## Addendum on Pythagorean Expectation May 20, 2010

Posted by tomflesher in Baseball, Economics.
Tags: , , ,

I noted below that the sample size of 13 games is too small to make a determination as to whether the proportions of conditions expected to predict the winning team – the home team, the team with the higher Pythagorean expectation, the team with more runs scored, and the team with the higher run differential – is significantly different from chance. If chance were the only determinant of the winner, then we would expect each proportion to be .5, since you’d expect a randomly-selected home team to win half the games, a randomly-selected team with higher run differential to win half the games, and so on.

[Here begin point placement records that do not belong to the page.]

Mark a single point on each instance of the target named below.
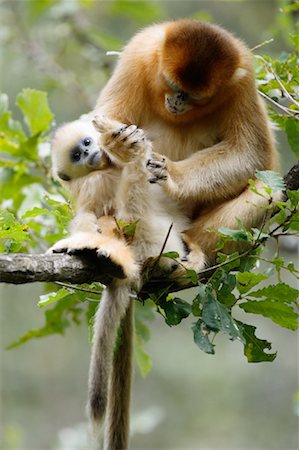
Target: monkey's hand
(157, 167)
(123, 143)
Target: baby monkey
(104, 166)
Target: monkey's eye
(87, 142)
(76, 156)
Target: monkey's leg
(116, 435)
(248, 207)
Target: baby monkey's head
(76, 152)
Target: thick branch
(23, 268)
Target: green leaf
(271, 179)
(142, 335)
(254, 348)
(192, 276)
(281, 292)
(34, 106)
(52, 297)
(175, 310)
(218, 317)
(201, 337)
(236, 235)
(278, 312)
(247, 280)
(294, 222)
(57, 319)
(34, 212)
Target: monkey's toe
(109, 266)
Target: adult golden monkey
(191, 87)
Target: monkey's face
(76, 152)
(197, 64)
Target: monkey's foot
(96, 248)
(157, 169)
(120, 141)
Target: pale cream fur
(120, 187)
(210, 151)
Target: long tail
(116, 435)
(114, 304)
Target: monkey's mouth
(176, 105)
(94, 159)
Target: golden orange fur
(191, 87)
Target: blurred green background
(190, 400)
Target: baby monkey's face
(76, 151)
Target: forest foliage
(35, 213)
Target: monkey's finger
(157, 178)
(125, 132)
(155, 163)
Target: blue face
(85, 153)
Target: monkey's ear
(239, 73)
(63, 176)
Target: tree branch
(19, 268)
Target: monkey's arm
(215, 173)
(127, 146)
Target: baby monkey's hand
(123, 143)
(157, 168)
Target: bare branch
(86, 268)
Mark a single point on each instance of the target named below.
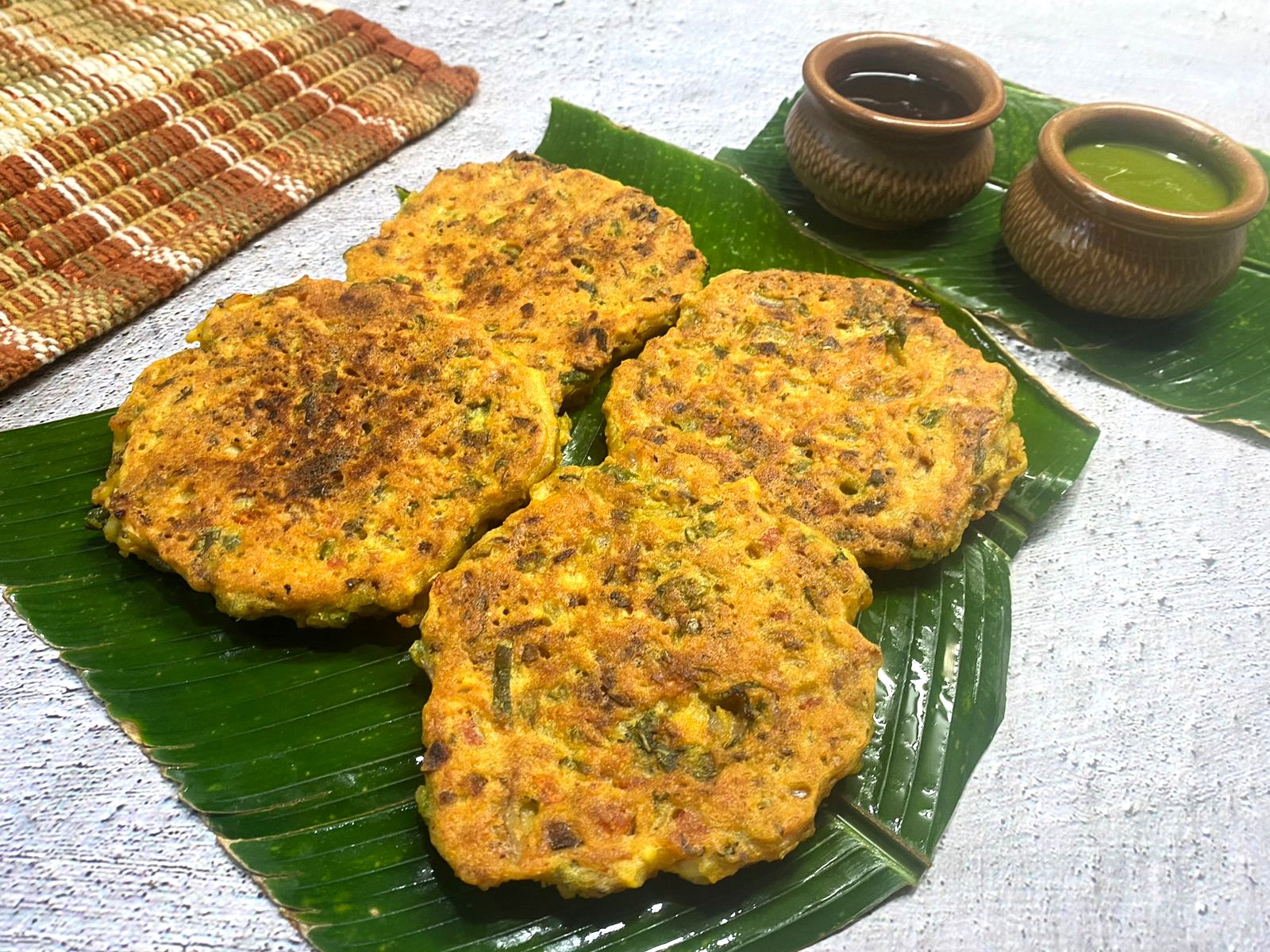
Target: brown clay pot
(887, 171)
(1096, 251)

Making the standard statistical assumptions, the margin of error using proportions is $\sqrt{\frac{p(1-p)}{n}}$ . Three of the proportions were .46, meaning that the margin of error would be $\sqrt{\frac{.46(.54)}{13}} = \sqrt{\frac{.2484}{13}}$ which simplifies to $\sqrt{.0191} = {.1382}$. Using 12 degrees of freedom, a t-table shows that the critical value for 95% confidence  is 2.18. Thus, the binomial confidence interval method, tells us we can be 95% sure that the true value of the proportion lies within the range .46 ± 2.18*.1382 = .46 ± .30 = .16 … .76. Clearly, this range is far too large to reject the conclusion that the proportion is significantly different from .5.

For the simple measure of more runs, the proportion was .31, meaning that the margin of error is $\sqrt{\frac{.31(.69)}{13}} = \sqrt{\frac{.2139}{13}}$ or $\sqrt{.0165} = {.1283}$. The 95% confidence interval around .31 is .31 ± 2.18*.1283 = .31 ± .2797 = .03 … .59. Again, .5 is included in this range.